Am nächsten Morgen heisst es, früh aufzustehen. Um 7.00 Uhr ist das reichhaltige Frühstücksbuffet bereit. Wir sind optimistisch: es regnet gerade nicht. So fahren wir wieder mit dem Zug zurück nach Münster und steigen den Berg hinauf. Es dauert jedoch nicht allzu lange, da fallen schon wieder dicke Regentropfen vom Himmel. Nach einer kurzen Rast in einer abgelegenen „Raststätte aus Zelten“ (aber erstaunlicherweise mit einem WC samt Spülung!) beschliessen alle unisono, die Wanderung vorzeitig abzubrechen. Schliesslich sind wir mittlerweile nicht nur nass, sondern auch etwas durchfroren. So nehmen wir den nächsten Abstieg in Angriff, welcher uns nach Biel führt. Dort erlaubt uns ein sehr netter Wirt, im Restaurant zu picknicken, was wir dankbar annehmen. Wahrscheinlich hat er uns durchnässte Gestalten auf der Suche nach einem trockenen Unterschlupf für unsere Mittagsrast bereits beobachtet und Erbarmen gehabt…

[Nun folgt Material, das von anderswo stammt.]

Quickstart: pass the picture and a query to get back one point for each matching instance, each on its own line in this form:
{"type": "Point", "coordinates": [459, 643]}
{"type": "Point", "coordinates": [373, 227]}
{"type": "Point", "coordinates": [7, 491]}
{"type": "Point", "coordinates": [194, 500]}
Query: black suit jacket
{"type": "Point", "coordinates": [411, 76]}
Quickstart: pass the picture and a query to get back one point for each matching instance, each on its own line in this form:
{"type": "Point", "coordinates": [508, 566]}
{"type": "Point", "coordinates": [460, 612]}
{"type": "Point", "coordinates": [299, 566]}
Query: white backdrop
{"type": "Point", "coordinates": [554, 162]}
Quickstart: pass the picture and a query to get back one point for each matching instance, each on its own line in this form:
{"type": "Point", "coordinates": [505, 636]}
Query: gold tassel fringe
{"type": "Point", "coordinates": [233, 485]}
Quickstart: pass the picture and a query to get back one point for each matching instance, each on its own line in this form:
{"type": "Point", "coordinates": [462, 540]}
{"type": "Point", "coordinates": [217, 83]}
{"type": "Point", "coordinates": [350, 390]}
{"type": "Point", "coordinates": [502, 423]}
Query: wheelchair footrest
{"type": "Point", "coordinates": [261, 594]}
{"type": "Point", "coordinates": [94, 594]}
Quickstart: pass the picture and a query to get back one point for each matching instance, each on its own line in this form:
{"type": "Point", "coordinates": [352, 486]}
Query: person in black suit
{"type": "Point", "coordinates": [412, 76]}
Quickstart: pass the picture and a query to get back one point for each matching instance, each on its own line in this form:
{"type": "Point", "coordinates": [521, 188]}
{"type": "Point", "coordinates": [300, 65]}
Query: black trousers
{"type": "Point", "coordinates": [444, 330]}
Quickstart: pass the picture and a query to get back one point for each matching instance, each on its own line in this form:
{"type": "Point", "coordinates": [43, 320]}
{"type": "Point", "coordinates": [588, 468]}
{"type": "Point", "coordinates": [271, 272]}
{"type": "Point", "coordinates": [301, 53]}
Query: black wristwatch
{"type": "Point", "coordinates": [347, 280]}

Wen wundert’s, dass die ersehnten Aufhellungen aufkommen, sobald wir im Zug sitzen, der uns drei Stunden früher als vorgesehen nach Hause bringt…

Lieber René, lieber Willy, wir danken Euch ganz herzlich für die Organisation dieser Wanderung. Das Wetter könnt auch Ihr nicht beeinflussen. Ihr habt uns jedoch einmal mehr bewiesen, dass ihr in jeder Situation die Ruhe bewahrt und stets Lösungen bereithaltet. In diesem Sinne freuen wir uns jetzt schon auf die nächste Turnfahrt.